2. Computer Vision: Models trained on large datasets like ImageNet can be adapted for object detection, image segmentation, or facial recognition in different contexts.
3. Speech Recognition: Pre-trained models can be fine-tuned for specific accents or languages, improving recognition accuracy.
4. Medical Imaging: Models trained on general image data can be adapted to detect specific medical conditions by transferring the learned features to the medical domain.

Selection Criteria:
When choosing an adapter transfer model, consider the following criteria:
1. Relevance: The source task should be closely related to the target task to ensure effective knowledge transfer.
2. Performance: The pre-trained model should have demonstrated strong performance on its original task.
3. Data Availability: The target task should have limited labeled data, as transfer learning is particularly beneficial in such scenarios.
4. Computational Resources: Transfer learning can be more computationally efficient than training a model from scratch, especially when resources are limited.

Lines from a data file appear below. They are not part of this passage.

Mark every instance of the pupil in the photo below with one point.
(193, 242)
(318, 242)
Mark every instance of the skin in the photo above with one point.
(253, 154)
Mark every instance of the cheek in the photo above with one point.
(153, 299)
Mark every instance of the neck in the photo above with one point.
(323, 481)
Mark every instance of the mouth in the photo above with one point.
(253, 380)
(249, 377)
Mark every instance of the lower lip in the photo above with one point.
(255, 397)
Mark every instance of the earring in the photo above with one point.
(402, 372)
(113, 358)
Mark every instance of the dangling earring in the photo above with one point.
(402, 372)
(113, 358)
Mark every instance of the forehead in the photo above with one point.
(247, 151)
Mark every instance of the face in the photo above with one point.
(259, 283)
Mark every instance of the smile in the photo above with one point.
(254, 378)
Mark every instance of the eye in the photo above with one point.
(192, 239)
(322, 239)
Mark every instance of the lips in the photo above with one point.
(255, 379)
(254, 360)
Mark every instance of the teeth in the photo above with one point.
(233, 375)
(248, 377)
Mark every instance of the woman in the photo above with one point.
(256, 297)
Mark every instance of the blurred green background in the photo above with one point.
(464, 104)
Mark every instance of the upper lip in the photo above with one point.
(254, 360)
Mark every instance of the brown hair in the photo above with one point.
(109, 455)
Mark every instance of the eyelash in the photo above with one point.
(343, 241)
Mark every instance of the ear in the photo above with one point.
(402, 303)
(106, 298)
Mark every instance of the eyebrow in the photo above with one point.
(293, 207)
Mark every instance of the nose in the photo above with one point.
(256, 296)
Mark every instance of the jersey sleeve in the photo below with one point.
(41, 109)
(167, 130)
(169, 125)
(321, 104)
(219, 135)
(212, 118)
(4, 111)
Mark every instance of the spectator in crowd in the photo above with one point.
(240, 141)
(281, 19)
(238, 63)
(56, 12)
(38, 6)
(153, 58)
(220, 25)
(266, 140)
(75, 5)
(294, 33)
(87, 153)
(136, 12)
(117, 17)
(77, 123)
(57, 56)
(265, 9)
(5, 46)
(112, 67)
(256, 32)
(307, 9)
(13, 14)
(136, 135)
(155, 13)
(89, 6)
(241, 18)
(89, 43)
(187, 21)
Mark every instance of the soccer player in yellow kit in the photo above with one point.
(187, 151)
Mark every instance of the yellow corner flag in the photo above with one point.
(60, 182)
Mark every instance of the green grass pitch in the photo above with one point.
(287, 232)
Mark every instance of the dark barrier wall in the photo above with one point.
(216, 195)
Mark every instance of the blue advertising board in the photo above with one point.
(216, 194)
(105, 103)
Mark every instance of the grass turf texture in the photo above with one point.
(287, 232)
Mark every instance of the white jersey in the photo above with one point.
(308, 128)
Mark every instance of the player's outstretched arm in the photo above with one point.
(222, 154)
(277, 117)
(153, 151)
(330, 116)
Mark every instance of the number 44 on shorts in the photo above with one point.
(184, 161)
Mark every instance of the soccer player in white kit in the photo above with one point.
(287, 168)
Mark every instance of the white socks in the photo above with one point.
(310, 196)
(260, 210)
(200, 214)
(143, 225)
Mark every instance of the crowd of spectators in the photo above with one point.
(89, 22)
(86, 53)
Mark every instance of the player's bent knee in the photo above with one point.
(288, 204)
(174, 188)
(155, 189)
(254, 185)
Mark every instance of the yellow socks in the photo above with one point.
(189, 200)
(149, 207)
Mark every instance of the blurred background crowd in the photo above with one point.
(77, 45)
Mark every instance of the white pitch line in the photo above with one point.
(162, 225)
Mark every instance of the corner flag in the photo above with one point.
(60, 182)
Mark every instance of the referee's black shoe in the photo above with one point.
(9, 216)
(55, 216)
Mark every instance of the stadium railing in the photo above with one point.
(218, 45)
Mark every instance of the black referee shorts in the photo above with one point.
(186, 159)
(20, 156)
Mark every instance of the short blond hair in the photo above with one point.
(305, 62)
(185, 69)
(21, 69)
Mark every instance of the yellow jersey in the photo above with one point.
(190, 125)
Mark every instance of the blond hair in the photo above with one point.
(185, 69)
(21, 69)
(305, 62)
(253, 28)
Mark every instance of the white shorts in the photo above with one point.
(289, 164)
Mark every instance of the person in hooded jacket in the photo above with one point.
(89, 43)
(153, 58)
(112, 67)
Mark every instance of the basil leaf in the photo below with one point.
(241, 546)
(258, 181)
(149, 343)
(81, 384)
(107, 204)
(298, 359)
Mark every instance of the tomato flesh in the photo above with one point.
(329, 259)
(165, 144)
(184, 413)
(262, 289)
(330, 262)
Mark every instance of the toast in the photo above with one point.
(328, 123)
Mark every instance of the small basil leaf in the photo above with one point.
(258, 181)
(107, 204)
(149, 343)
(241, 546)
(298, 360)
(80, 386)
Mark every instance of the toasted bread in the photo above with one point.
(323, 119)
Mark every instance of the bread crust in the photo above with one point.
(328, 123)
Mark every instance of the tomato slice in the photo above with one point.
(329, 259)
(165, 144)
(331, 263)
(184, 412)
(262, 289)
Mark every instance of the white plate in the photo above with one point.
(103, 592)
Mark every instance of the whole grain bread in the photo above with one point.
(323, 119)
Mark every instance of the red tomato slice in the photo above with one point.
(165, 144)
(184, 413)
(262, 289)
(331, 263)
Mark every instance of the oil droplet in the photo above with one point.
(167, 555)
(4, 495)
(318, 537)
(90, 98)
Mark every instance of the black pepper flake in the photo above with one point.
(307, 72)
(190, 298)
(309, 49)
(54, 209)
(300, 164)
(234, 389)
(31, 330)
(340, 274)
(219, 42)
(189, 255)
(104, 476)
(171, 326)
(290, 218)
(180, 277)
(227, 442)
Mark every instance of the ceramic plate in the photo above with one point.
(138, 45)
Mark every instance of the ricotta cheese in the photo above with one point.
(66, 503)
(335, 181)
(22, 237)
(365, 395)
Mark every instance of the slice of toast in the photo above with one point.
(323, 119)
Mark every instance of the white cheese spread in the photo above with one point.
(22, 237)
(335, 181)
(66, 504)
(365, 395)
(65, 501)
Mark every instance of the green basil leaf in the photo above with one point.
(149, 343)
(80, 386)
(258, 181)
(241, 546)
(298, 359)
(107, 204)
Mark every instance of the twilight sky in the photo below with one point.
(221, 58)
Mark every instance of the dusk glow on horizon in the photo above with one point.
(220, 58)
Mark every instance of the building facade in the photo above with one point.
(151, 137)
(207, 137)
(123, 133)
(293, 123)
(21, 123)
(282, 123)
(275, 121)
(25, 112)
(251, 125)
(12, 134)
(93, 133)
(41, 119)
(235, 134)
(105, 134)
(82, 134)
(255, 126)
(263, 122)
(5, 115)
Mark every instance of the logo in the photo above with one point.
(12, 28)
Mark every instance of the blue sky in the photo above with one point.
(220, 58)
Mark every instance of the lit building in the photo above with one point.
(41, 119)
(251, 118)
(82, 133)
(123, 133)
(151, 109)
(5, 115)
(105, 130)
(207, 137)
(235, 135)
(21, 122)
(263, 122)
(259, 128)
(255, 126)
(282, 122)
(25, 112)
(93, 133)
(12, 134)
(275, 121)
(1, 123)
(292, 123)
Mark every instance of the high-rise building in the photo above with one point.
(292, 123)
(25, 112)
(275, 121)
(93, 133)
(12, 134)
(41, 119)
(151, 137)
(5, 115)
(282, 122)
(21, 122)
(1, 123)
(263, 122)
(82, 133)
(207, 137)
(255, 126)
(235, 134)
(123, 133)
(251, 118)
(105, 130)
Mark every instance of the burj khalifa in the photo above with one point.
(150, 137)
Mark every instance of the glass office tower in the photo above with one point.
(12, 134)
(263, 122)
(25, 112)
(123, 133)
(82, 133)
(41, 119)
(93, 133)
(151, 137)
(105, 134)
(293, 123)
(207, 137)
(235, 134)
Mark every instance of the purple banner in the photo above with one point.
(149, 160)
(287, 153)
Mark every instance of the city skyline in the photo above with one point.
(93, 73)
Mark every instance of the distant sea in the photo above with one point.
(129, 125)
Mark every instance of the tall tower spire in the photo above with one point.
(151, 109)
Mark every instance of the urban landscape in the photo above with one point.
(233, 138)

5. Domain Specificity: The model should be adaptable to the nuances of the target domain, which may require domain-specific fine-tuning.

In summary, adapter transfer is a powerful technique in machine learning that allows for the efficient use of pre-trained models to tackle new tasks with limited data. It is selected based on the relevance of the source task, the performance of the pre-trained model, and the specific needs of the target domain.
Please refer to the product rule book for details.